Segundo, talvez eu sinta alguma simpatia com o personagem do Tom e grande parte dessa simpatia vem do fato de que eu me vejo nele em alguns aspectos:
- Assim como Tomas Ward, eu também comecei a trabalhar cedo no negócio da família, por assim dizer (na verdade comecei a ajudar meu pai entre 7 e 8 anos, exatamene quando ele começou a trabalhar como pedreiro);
- Eu também tinha que andar bastante no meio do mato e no loteamento de casas onde viriamos a morar (e algumas das minhas trilhas eram bastante sombrias: e embora isso não venha ao caso, eu já testemunhei algumas coisas perturbadoras por essas trilhas), pois como o meu pai não tinha carro, nós íamos para todo lado a pé (exatamente como Tom e o Caça-Feitiço), fosse trabalhando na construção da nossa própria casa ou na dos clientes que o meu pai conseguia na região onde floresceu o bairro onde construímos nosso lar (o lugar foi batizado de Jardim 1º de Maio em homenagem ao dia do trabalhador, mas foi integrado recentemente a um bairro maior, o Jardim Santa Maria, que eu já citei inumeras vezes em meu blog);
- Da mesma forma que o Tom precisa carregar a pesada bolsa de seu mestre, eu também tinha que carregar a pesada sacola de ferramentas do meu pai (e às vezes também enxadas, pás e tábuas). E apesar do meu pai não ter me ensinado o seu ofício, acabou me ensinando muita coisa por osmose enquanto me fazia ser seu ajudante de pedreiro.

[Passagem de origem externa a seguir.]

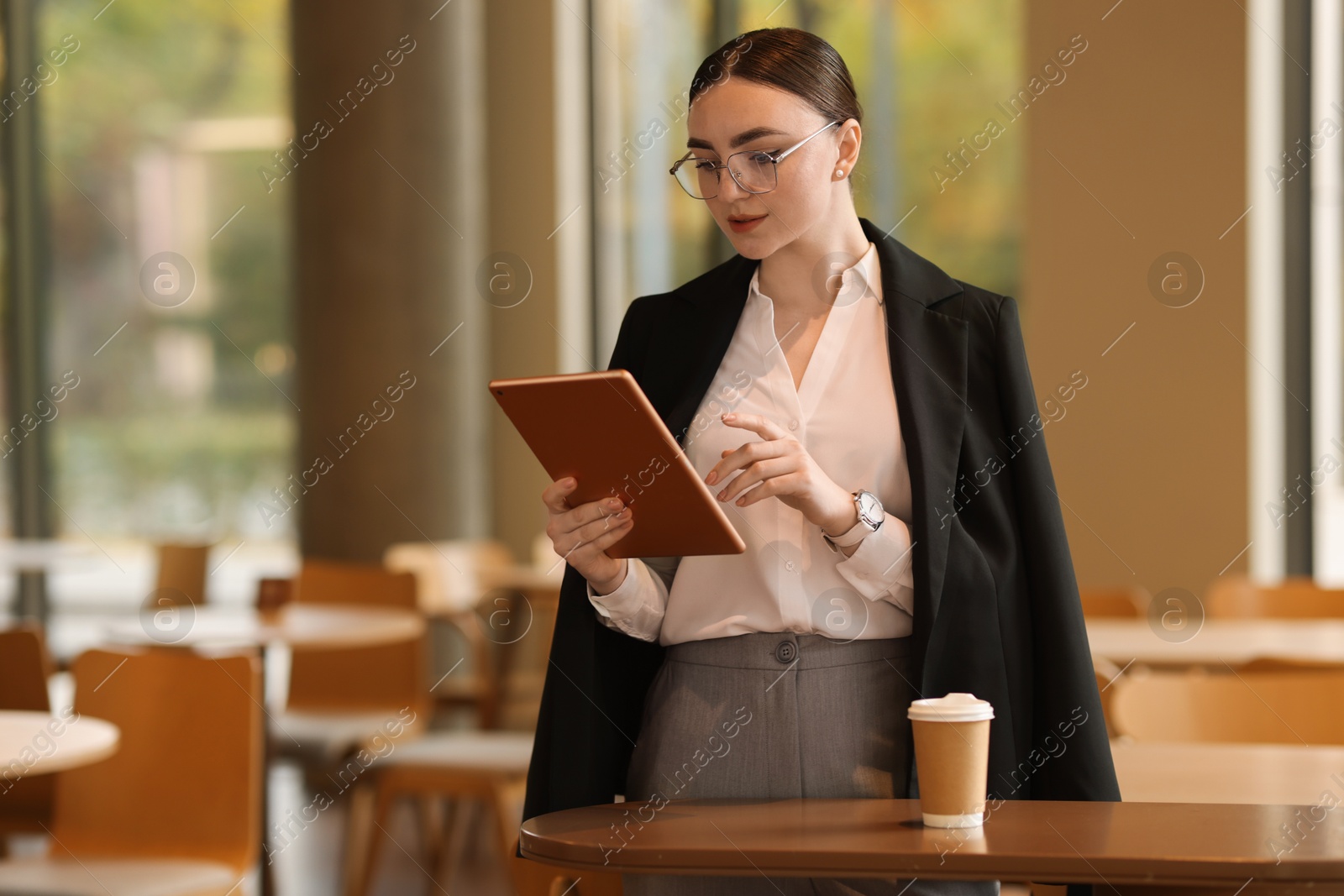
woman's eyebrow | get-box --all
[685,126,784,150]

Esses fatos e também outros, me fazem simpatizar com essa saga de livros e com seu protagonista.
Provavelmente foi essa nostalgia (sentimento raro na minha pessoa, mas não completamente inexistente) que me fez buscar algo que me ligasse ao meu passado e a uma atmosfera familiar, ajudando meu inconsciente a se habituar à casa nova. Ou seja, eu buscava alguma coisa que me fizesse "me sentir em casa", ou pelo menos em um lugar "familiar" e sem perceber com clareza que eu fazia isso, recorri à leitura de um livro conhecido. Claro, eu tinha alguma noção do porque tive vontade de ler esse livro em específico; mas uma "vaga noção" não é o mesmo que "saber com clareza o que se está fazendo".

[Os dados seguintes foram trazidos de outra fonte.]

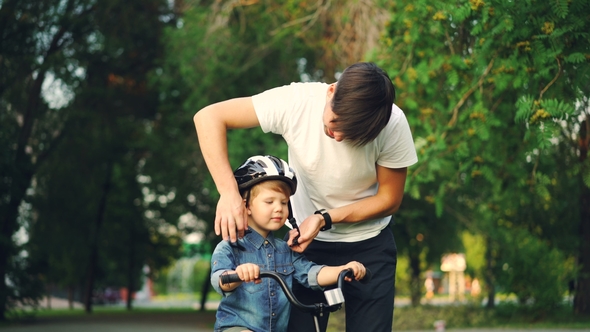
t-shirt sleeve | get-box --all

Foi curioso que, nos primeiros dias eu notei como as árvores em frente da casa nova são "barulhentas". As duas mais próximas da janela do meu quarto (que dá para a rua) são um Ipê Roxo (coincidentemente também há um ipê roxo em frente à janela do meu apartamento) e um chapéu-de-praia. E quando digo que as árvores são barulhentas, me refiro ao som que elas fazem quando venta e, no que diz respeito ao chapéu-de-fraia, ao ruído que seus frutos fazem quando caem sobre as folhas secas do gramado de uma escola em frente à minha janela ou sobre algum carro estacionado na rua e em baixo dela.O fato de eu achar essa árvores "barulhentas" não é uma reclamação. Ao contrário, este é um ótimo sinal; significa que o lugar é suficiente quieto para permitir que eu preste atenção a estes sons.
Eu reparei nisso no domingo à tarde, quando chegava do apartamento com mais uma leve de itens que não couberam no caminhão de mudança.
Qual não foi minha surpresa quando, à noite, enquanto eu lia "O Aprendiz", me deparei com a frase que usei Citei no início desse Post. Quiz fazer esse Quote para guardar a lembrança dessa agradável coincidência.
Alguns dias antes eu tive uma experiência parecida na casa nova (acho que foi na segunda noite em que dormi lá); enquanto eu lia o capítulo 3 "Rua Alagada nº 13". Nesse capítulo Tom houve o som do sino da igreja tocando (o que vai ser de muita utilidade para ele durante o teste a que seu mestre o submeteu) e durante a leitura dessa passagem eu mesmo escutei o sino da catedral próxima de casa tocando (a Catedral de Santo Antônio).